“Convivevamo da due anni, e pensavo di conoscerla davvero. Lei era disordinata e istintiva, invece io più calmo e metodico. Ci bilanciavamo in un certo senso dato che eravamo tipo “gli opposti che si attraggono”. Poi senza preavviso, mi scrive: “Non spaventarti, ma ho affittato un’altra casa.”

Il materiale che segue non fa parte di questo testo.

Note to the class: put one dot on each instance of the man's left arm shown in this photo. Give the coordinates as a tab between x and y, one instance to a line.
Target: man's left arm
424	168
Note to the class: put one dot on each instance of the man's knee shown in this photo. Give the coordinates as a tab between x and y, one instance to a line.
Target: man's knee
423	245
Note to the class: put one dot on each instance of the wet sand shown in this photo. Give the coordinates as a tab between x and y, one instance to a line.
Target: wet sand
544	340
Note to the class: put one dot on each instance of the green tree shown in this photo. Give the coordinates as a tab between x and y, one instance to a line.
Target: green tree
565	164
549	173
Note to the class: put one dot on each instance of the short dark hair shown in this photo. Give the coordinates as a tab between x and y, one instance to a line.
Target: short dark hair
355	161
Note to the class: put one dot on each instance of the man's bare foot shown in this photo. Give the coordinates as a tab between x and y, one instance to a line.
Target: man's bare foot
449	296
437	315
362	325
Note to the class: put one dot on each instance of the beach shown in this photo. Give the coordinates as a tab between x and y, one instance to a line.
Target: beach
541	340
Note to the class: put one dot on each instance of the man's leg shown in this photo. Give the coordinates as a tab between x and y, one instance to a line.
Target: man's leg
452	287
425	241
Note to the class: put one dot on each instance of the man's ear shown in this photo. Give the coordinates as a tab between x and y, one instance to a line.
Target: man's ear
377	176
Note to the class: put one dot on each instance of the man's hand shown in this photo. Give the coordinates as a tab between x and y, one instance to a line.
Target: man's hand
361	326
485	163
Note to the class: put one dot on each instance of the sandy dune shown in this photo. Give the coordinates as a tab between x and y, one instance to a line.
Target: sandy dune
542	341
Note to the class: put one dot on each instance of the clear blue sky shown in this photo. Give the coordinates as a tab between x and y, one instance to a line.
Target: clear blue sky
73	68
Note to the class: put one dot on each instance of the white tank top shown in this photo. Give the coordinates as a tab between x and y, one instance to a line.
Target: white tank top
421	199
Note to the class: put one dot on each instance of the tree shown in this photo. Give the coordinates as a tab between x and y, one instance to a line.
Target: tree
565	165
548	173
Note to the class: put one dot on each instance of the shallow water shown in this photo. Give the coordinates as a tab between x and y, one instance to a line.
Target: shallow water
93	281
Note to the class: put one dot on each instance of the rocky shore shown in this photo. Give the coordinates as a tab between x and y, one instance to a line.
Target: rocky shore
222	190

Lì è stato come un fulmine a ciel sereno e ho capito, o meglio realizzato, che qualcosa si era rotto. Ma una volta che ho cercato di capire del perchè lei mi giurava di no. Dice che non è una rottura, che mi ama ancora, ma ha bisogno di spazio, di respirare, di “ritrovarsi”.

Che nella nostra casa si sentiva soffocata, giudicata, quasi osservata. Io invece da questa sua scelta vedo solo distanza, un modo elegante per andarsene senza dire addio. Dice che lo fa anche per me, per darci aria, per “salvare la coppia”. Ma non capisco come si possa salvare qualcosa smettendo di viverlo. Forse a volte la libertà non è un atto di coraggio, ma la scusa perfetta per scappare.E mentre lei parla di “spazio”, io mi accorgo che ha solo cancellato il nostro.”